Github recently launched a new function, that is, you create a warehouse with the same name as your user name under your account and create a readme under the warehouse MD file, which will be displayed on your Github homepage. Due to the powerful description ability of markdown, you can display all kinds of information on your Github home page, and some people even hang their resume directly on it, which greatly enriches the playability of Github.
For example, my Github account is xindoo , I'll just build one xindoo Code base, and then write a README.md The document introduces you. The final display effect is shown in the figure above. You can also come to me directly Github homepage view . For example, mark down can give full play to your subjective initiative, but it can give full play to your own initiative Github front end little sister In contrast, I can't hide my straight man's identity.

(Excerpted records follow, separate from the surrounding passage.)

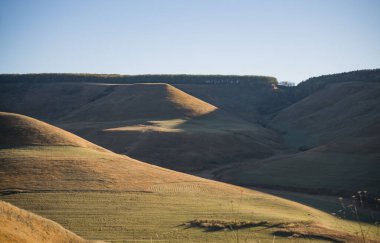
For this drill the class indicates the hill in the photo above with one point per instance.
(18, 225)
(320, 136)
(20, 130)
(102, 195)
(157, 123)
(332, 135)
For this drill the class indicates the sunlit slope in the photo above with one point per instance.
(18, 225)
(333, 135)
(139, 101)
(20, 130)
(102, 195)
(157, 123)
(162, 125)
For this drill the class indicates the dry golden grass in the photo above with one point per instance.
(17, 129)
(18, 225)
(102, 195)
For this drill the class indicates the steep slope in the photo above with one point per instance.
(157, 123)
(101, 195)
(22, 130)
(333, 136)
(18, 225)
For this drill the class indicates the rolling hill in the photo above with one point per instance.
(321, 136)
(333, 138)
(153, 122)
(101, 195)
(18, 225)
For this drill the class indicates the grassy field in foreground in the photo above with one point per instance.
(159, 216)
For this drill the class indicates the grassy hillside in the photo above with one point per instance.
(17, 129)
(18, 225)
(157, 123)
(333, 140)
(102, 195)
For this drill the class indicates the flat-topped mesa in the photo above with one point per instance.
(148, 78)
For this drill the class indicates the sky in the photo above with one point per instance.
(288, 39)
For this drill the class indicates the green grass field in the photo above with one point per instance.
(158, 217)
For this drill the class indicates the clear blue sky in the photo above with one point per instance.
(291, 40)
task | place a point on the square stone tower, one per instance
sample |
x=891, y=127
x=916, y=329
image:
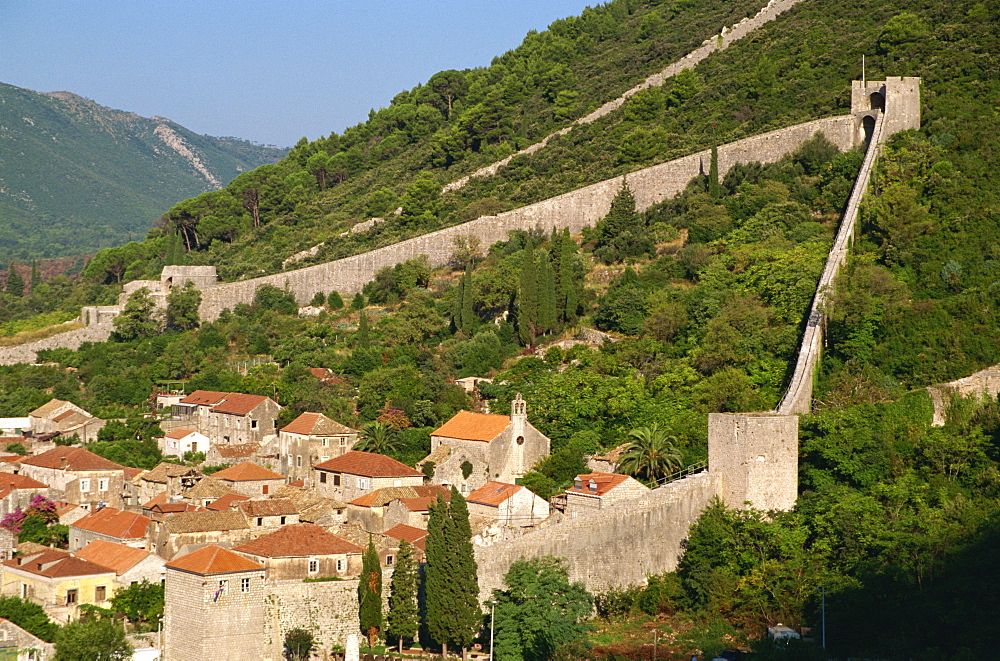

However, how to make a good-looking personal home page is not the main content of today. I mainly want to teach you how to make a dynamically updated home page. For example, there is a column on my home page that lists my latest blog posts. Every time I write a new blog post, I have to manually update readme md? Of course not. My home page will be updated automatically and regularly. How can I do it???
The idea is very simple. The essence of dynamic update of home page is to update readme MD file, ask a question first, readme MD do you have to write by hand? Is it not good to generate with program!! As long as there is a scheduled task, it can automatically grab the content of my blog home page, and then update readme MD and push it to github. People who have a server on hand may immediately think of writing a crontab to complete the scheduled task. It's not urgent without a server. You can look back.
People with a little coding level use the program to generate a readme MD is not difficult. Take my home page for example. The slightly more difficult thing is how to capture my latest blog. In fact, CSDN is essentially a simple crawler. At present, CSDN has no anti pickpocketing mechanism, so it is not difficult to implement. The code is as follows. I used urlib3 to grab the html source code, and used etree's xpath to parse the blog title and address.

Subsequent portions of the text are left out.